Click chemistry and bioorthoganal chemistry have won this year’s Nobel Prize in Chemistry…but what are they?
The Nobel Prize has been awarded to three researchers – Carolyn Bertozzi, Morten Meldal, and Barry Sharpless. Between them and their groups, the researchers developed an elegant series of reactions that get used everywhere in chemical manufacture, and have been particularly helpful in making pharmaceuticals, mapping DNA and developing cancer treatments.
So what, exactly, did they do?
A resumé of reactions
Assembling new molecules, sometimes atom by atom, is the driver behind a lot of chemistry. It’s at the heart of all pharmaceutical development, and also crucial to materials science, recycling, and agricultural chemistry – among other things.
Over the past century, chemists have developed tens of thousands of different reactions to make these substances.
At this stage, it’s possible to make just about any molecule you can imagine – but you might need, for instance, six years, diamond anvils, and some very strong lasers.
If you’re trying to make a lot of something, you need to be able to do it cheaply, precisely, and with as few toxic ingredients as possible.
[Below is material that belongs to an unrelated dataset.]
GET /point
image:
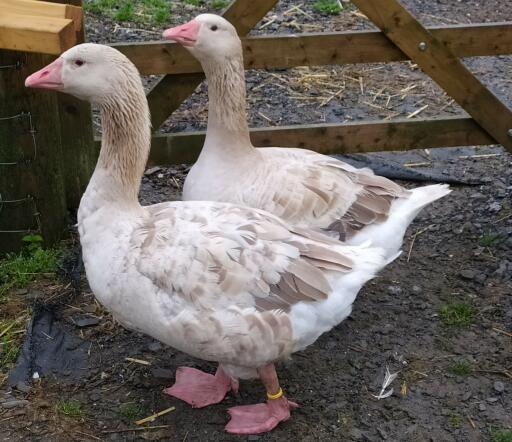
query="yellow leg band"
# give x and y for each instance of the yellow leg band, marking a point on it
(275, 396)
This is where US chemist Karl Barry Sharpless comes in. During the 1990s and early 2000s, he and his research group refined a list of chemical reactions around a series of requirements, including:
- They be applicable to a wide range of reactants
- They operate under simple reaction conditions – no ridiculous temperatures or pressures
- They should require inoffensive solvents and generate inoffensive by-products
- They should be efficient, with high yields of the thing you want to make
They summarised these reactions in a 2001 paper as ‘Click chemistry’. These reactions have become simple, effective tools for every chemist’s arsenal.
Sharpless, who had already won the 2001 Nobel Prize in Chemistry for other work, becomes the fifth person ever to win two Nobel Prizes, and the second to win two Chemistry prizes.
Copper catalyst kills at click chemistry
Among Sharpless et al.’s clicks, there was one reaction that carried particularly high potential: a reaction called 1,3-dipolar cycloaddition.
This reaction was fast and efficient, but at the advent of click chemistry, it lacked precision and often needed strict requirements to work.
The next leap was made by Sharpless and Danish chemist Morten Meldal independently.
Both researchers’ groups developed a copper catalyst that, like a pair of hands fastening a seatbelt, joins the two reagents together neatly and effectively. It works in a few hours, in a variety of environments, at room temperature.
The potential of the copper catalyst was so exciting, that manufacturers quickly started stocking up on reagents that they knew would be useful for it. It’s become a tremendously common reaction in chemistry.
The copper click catalyst is very good at its job, but it doesn’t work in every environment.
Biological applications were particularly limited, because the copper ions are too toxic to cells.
But US chemist Carolyn R. Bertozzi, along with her research group, found an alternative to copper. They realised that a class of large, carbon-based molecules, called cycloalkynes, could take the place of copper.
This adapted reaction could then work in lab-based human cells.
This discovery led to Bertozzi’s development of ‘bioorthoganal’ chemistry, or reactions that happen on the surface of a cell without disrupting the cell’s behaviour. The reactions have even been shown to work in living mice.
Bioorthoganal chemistry has now become a valuable tool for studying cells of all types. It’s also been critical to the development of several different cancer pharmaceuticals which are currently in clinical trials.
Bertozzi is the eighth woman to win the Nobel Prize in Chemistry, and among the first openly LGBT Nobel laureates in science.